Potter tells Barmy that he should not buy the hotel but instead invest in an upcoming Lehmac Productions play that Potter is starring in. Anderson offers to sell Barmy the hotel for a hundred thousand dollars, but Barmy only has about twenty thousand. Anderson fires Barmy and Barmy goes to New York to invest in the play. There, Barmy sees a fair girl, Eileen "Dinty" Moore, looking longingly through a shop window at a fancy hat, and instantly falls in love with her. He tosses his cigar away, only for it to burn the old hat she is currently wearing. He buys the fancy hat for her to replace it. Dinty thanks Barmy before leaving. Barmy fears he will never see her again.

Barmy spends the evening in town with Potter, though Potter is drunk and domineering. He takes Barmy to see his fiancée Hermione (or Heloise) Brimble at her home in King's Point, Long Island, and makes Barmy break into the house. The Brimbles' butler hears him and fires off a revolver, causing Barmy to hide in a tree. Hermione comes upon the scene and sees Potter drunk. She declares that their engagement will be over if he ever drinks alcohol again.

At the office of Lehmac Productions, business partners Joe Lehman and Jack McClure desperately need an investor (or "angel") and deceive Barmy about their play's chance of success. The play, titled Sacrifice, has a somewhat incoherent plot, but is essentially about a man who chooses to take the blame for a crime committed by the brother of the woman he loves. Barmy agrees to invest ten thousand dollars when he sees that Dinty is Lehman's secretary. Barmy gets carried away and kisses her; she slaps him and he apologizes. He explains that he was going to ask her to marry him and invested half of his money in the play to be near her, which amazes Dinty.

Just before the play opens in the try-out town of Syracuse, Potter gets drunk and leaves the troupe. He is distraught because his fiancée found out he had tried to drink in secret and ended their engagement. His understudy takes his place. The show goes badly, and after the performance, a long disorderly conference ensues in Barmy's hotel room in which the members of the troupe argue about how to improve the play. Barmy tries to speak, but is shouted down by Lehman. Dinty defends Barmy, and Barmy, who starts talking with the same assertive language and slang used by Lehman, swiftly makes a deal to buy out Lehman and McClure with the rest of his inheritance.

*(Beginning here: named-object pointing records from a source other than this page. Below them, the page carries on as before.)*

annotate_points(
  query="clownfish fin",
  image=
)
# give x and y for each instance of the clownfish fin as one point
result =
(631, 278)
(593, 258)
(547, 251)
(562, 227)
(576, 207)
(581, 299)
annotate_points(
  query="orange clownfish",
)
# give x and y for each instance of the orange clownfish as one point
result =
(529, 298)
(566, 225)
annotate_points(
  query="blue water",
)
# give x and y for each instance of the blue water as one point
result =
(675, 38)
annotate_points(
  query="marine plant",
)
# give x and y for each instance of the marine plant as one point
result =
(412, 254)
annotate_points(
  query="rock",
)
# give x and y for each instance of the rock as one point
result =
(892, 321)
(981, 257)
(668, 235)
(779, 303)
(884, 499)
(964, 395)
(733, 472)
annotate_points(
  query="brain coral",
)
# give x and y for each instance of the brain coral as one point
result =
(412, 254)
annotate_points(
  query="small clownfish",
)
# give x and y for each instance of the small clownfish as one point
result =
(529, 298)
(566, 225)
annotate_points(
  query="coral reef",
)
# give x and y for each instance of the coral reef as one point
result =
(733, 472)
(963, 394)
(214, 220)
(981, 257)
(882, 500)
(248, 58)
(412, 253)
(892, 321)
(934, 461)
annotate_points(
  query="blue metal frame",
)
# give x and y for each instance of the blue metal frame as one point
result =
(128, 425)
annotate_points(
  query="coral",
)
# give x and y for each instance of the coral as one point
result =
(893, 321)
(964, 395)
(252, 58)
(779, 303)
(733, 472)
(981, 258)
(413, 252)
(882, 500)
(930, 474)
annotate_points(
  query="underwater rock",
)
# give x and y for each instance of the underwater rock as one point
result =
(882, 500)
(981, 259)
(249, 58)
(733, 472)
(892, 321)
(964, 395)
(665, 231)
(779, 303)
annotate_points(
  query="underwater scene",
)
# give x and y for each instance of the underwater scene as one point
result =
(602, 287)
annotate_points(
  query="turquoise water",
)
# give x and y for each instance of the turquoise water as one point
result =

Dinty confesses that she loves Barmy. Together, they convince the assistant manager of their hotel, Oscar Fritchie, to invest in the play. Mervyn Potter returns, having realized that he is better off without his ex-fiancée. He suggests turning the play into a farcical comedy. The play is now a hit and opens on Broadway. However, a dark lawyer appears with proof that Sacrifice has been plagiarized. He says that the play will be closed unless Barmy agrees to give up most of the profits. Dinty convinces the lawyer to leave for half an hour. While the lawyer is out, Lehman and McClure return, intending to take over the now-successful play again. Barmy sells it to them for a hundred thousand dollars. Barmy cheerfully sets off with Dinty to marry her and buy Anderson's hotel, where Fritchie will be the manager.

==Publication history==
In a letter to his friend William "Bill" Townend, dated 6 July 1951, Wodehouse stated that he had finished the book, which he titled The Butter and Egg Man, after the play it was based on, The Butter and Egg Man by George S. Kaufman. However, Wodehouse expressed concern in the letter about whether or not to explicitly associate his novel with Kaufman's play, worrying that if he did, "people will say 'this must be a rehash of a play,'" or if he did not, "everybody will say 'this is a complete steal from Kaufman's play The Butter and Egg Man.'". The book was ultimately published with a different title, Barmy in Wonderland in the UK and Angel Cake in the US. Wodehouse dedicated the novel to Kaufman, and split the royalties of the book fifty-fifty with him.

A condensed version of the novel was published in the Canadian magazine Star Weekly, a weekend supplement of the Toronto Star, on 13 September 1952. The story was published under the title Angel Cake.